Relationships are where it’s at. Relationships have pushed me to look deeper into myself and take responsibility both for my own misery and my own happiness.

I am a parent to two wonderful girls who sometimes challenge everything I think and know. I gave birth to both of them at home, in the water. Both girls were breastfed for more than three years each. We learned EC (elimination communication) with our first daughter and went completely diaper free with our second. We have unschooled and homeschooled. Both girls are currently in private school. All of these experiences are teaching me a great deal about trust and the inherent wisdom of my children.

That all sounds great, but what’s hidden in it is that I wanted to do attachment parenting perfectly so that my children would be perfectly happy. The driven nagging of the Perfectionist was my constant companion saying it “has to be just so or else your failing!” It didn’t work. I often felt like a failure. I’m still very glad I did all those things and very glad that Parts Work in the style of Inner Empathy came into my life. My Perfectionist is a lot easier to live with now and consequently my parenting has improved. My relationships with my children are mellowing into more enjoyment, clearer boundaries, and less need to prove ourselves. I mention our summer of 2015 in this video. 

In 2011, I came out as a parent coach. It really felt like coming out. It took me a year to be able to answer “What do you do?” with “I’m a parent coach,” and not anticipate them laughing, attacking, or challenging my abilities. I was terribly afraid someone would find out I wasn’t a perfect parent and tell me I wasn’t qualified to work. I now love coaching parents and have let go of needing to do it perfectly. While influenced by my own insights and background, I help my clients find the truth and wisdom inside themselves. I don’t need to be perfect. Whew.

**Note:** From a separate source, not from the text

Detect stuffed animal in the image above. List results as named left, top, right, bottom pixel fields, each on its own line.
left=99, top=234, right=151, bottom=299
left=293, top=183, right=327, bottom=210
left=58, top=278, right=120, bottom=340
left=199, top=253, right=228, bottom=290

At the same time I was coming out as a parent coach, I was opening my marriage and embracing my  bisexual, polyamorous nature. As  woman who’s spent most of the last 20 years in two different mostly-heterosexual, mostly-monogamous marriages, I was a touch nervous I’d be rejected for being a bad person, a bad wife, and unacceptable for opening my marriage. The reality is that sometimes I was. Embracing more of who I am rather than keeping those parts of me outside myself have certainly changed my life. Some relationships have changed dramatically. And  my happiness is continuing to increase. My joy and gratitude for my life and the trust I have in myself to be the best authority on my own life continue to increase.